Ich hoffe ihr könnt mir weiter helfen vielen dank im vorraus!


----------



## Flex (10. Oktober 2009)

Ich hab es mal in den Netzwerkbereich verschoben, denn mit HTML hat es ja wirklich nichts zu tun...

Das Problem ist wohl, dass man bei Windows 7 den NPF Treiber als Service installieren muss...

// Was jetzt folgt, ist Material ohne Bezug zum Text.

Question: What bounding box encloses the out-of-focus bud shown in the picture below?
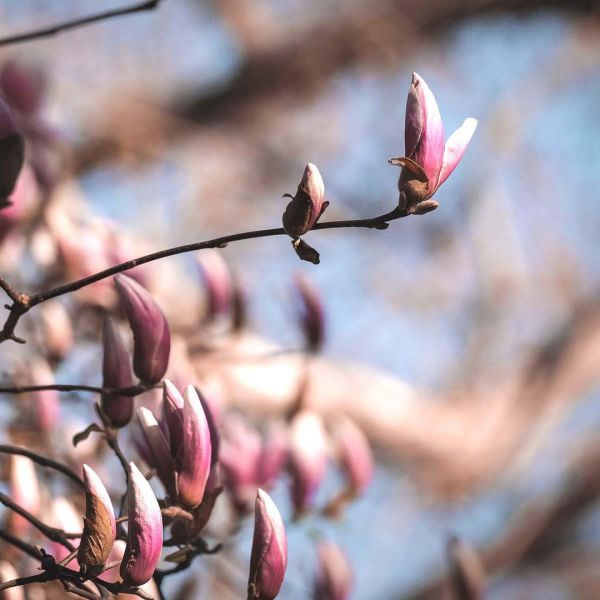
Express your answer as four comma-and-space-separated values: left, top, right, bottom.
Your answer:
0, 560, 25, 600
390, 73, 477, 214
38, 300, 73, 360
198, 249, 233, 321
115, 275, 171, 383
333, 417, 373, 494
120, 462, 163, 586
290, 410, 327, 516
248, 490, 287, 600
294, 273, 325, 352
282, 163, 329, 238
0, 97, 25, 206
447, 536, 485, 600
0, 59, 46, 114
8, 454, 40, 536
101, 317, 133, 427
313, 542, 354, 600
77, 465, 117, 574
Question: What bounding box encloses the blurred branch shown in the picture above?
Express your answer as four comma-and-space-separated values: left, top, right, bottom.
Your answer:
0, 0, 161, 46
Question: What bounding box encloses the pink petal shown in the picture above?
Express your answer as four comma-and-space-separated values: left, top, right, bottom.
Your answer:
435, 117, 477, 190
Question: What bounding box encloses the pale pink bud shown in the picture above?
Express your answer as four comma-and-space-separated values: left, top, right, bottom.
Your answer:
313, 542, 354, 600
248, 489, 287, 600
177, 385, 211, 508
8, 454, 40, 536
101, 317, 133, 427
0, 560, 25, 600
294, 273, 325, 352
0, 97, 25, 206
77, 465, 117, 572
114, 275, 171, 383
0, 60, 46, 114
283, 163, 329, 238
290, 410, 327, 514
120, 462, 163, 586
390, 73, 477, 204
334, 417, 373, 494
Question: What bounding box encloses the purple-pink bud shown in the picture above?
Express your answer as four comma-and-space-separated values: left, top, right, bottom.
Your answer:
390, 73, 477, 207
120, 462, 163, 586
177, 385, 211, 508
0, 97, 25, 205
101, 317, 133, 427
294, 273, 325, 352
77, 465, 117, 572
313, 542, 354, 600
115, 275, 171, 383
283, 163, 329, 238
290, 410, 327, 515
248, 490, 287, 600
334, 417, 373, 494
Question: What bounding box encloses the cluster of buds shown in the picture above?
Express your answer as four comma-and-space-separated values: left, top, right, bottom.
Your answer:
135, 380, 212, 508
390, 73, 477, 214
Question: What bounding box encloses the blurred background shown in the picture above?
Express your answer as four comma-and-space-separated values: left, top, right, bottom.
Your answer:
0, 0, 600, 600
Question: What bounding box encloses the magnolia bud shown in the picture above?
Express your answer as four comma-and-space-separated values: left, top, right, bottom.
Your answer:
0, 97, 25, 205
120, 462, 163, 586
283, 163, 329, 238
115, 275, 171, 383
248, 490, 287, 600
101, 317, 133, 427
77, 465, 117, 573
313, 542, 353, 600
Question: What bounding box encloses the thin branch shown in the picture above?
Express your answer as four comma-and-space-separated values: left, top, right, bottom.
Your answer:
0, 444, 85, 487
0, 492, 79, 552
0, 0, 161, 46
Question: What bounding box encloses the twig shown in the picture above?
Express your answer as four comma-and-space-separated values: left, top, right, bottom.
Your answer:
0, 444, 84, 487
0, 492, 80, 552
0, 206, 411, 343
0, 0, 161, 46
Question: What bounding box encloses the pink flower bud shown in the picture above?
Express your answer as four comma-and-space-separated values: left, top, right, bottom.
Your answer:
248, 490, 287, 600
0, 97, 25, 206
120, 462, 163, 586
77, 465, 117, 573
8, 454, 40, 536
115, 275, 171, 383
283, 163, 329, 238
313, 542, 354, 600
101, 317, 133, 427
0, 60, 46, 114
390, 73, 477, 208
295, 273, 325, 352
334, 417, 373, 494
290, 410, 327, 515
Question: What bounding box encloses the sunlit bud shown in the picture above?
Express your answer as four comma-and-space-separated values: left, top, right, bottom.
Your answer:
390, 73, 477, 209
333, 417, 373, 494
313, 542, 354, 600
115, 275, 171, 383
290, 410, 327, 515
8, 454, 40, 536
0, 60, 46, 114
0, 560, 25, 600
101, 317, 134, 427
38, 300, 73, 360
283, 163, 329, 238
177, 385, 211, 507
0, 97, 25, 206
77, 465, 117, 573
248, 490, 287, 600
447, 536, 485, 600
198, 249, 233, 320
120, 462, 163, 586
294, 273, 325, 352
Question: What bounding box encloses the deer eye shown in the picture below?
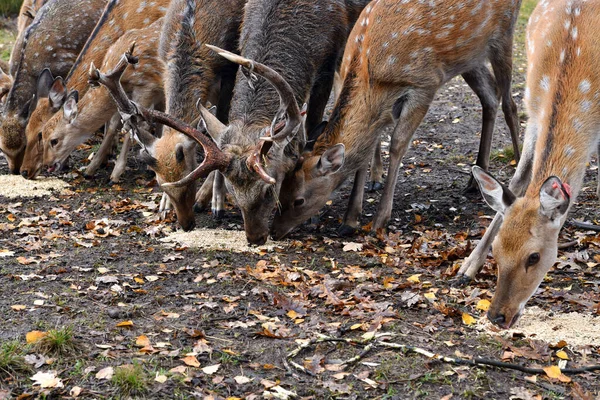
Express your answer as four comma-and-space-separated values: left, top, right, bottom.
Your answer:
527, 253, 540, 267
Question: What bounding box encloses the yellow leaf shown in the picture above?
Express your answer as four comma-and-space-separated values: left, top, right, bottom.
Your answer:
544, 365, 562, 379
181, 356, 200, 368
475, 299, 492, 312
463, 313, 477, 325
135, 335, 150, 347
25, 331, 48, 344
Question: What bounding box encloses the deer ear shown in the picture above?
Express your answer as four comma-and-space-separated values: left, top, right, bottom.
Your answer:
36, 68, 54, 99
63, 90, 79, 124
472, 166, 517, 214
540, 176, 571, 221
316, 143, 346, 176
48, 76, 67, 111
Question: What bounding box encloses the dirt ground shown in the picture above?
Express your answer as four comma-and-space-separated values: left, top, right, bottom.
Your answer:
0, 1, 600, 399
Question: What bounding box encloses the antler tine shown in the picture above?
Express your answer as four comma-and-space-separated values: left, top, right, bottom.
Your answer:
206, 44, 302, 142
90, 47, 230, 188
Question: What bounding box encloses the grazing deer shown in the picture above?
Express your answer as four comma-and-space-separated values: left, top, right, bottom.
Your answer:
273, 0, 520, 239
141, 0, 364, 245
459, 0, 600, 328
37, 19, 165, 183
0, 0, 106, 174
21, 0, 169, 179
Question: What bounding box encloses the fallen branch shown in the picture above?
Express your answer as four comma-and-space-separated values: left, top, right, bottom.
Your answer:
286, 334, 600, 375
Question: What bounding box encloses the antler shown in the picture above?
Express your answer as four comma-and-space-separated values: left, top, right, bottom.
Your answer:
206, 44, 302, 142
89, 43, 231, 188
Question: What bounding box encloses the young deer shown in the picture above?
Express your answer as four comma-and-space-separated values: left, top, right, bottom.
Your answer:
460, 0, 600, 328
135, 0, 356, 244
273, 0, 520, 239
37, 19, 165, 182
0, 0, 106, 174
21, 0, 169, 179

Also deinstallieren, neu installieren und den NPF Treiber als Service installieren.
Dadurch sollte das Problem erledigt sein.

/edit:
Alternativ versuch mal das Programm als Administrator auszuführen, also Rechtsklick -> usw.


----------



## Trbk85 (10. Oktober 2009)

Felix Jacobi hat gesagt.:


> Ich hab es mal in den Netzwerkbereich verschoben, denn mit HTML hat es ja wirklich nichts zu tun...
> 
> Das Problem ist wohl, dass man bei Windows 7 den NPF Treiber als Service installieren muss...
> 
> ...



Vielen dank Felix werde es direkt mal ausprobieren. Und sorry das ich das Thema im falschen Bereich erstellt habe.


----------



## Trbk85 (11. Oktober 2009)

Felix Jacobi hat gesagt.:


> Ich hab es mal in den Netzwerkbereich verschoben, denn mit HTML hat es ja wirklich nichts zu tun...
> 
> Das Problem ist wohl, dass man bei Windows 7 den NPF Treiber als Service installieren muss...
> 
> ...




Hey es hat funktioniert, habe das Programm als Administrator ausgeführt  Nun habe ich 4 Auswahl Möglichkeiten um den capturing zu starten ich denke mal das sind die Netzwerkadapter... Und zwar 1. Bluetooth PAN driver 2. Marvell Yukon Ethernet controller 3. Microsoft 4. Microsoft.  Ich möchte das capturing gerne über WLAN benutzen was sollte ich denn dann am besten auswählen? Ich weiss ich habe echt nicht viel Ahnung von den Programm ist das erstmal das ich damit arbeite


----------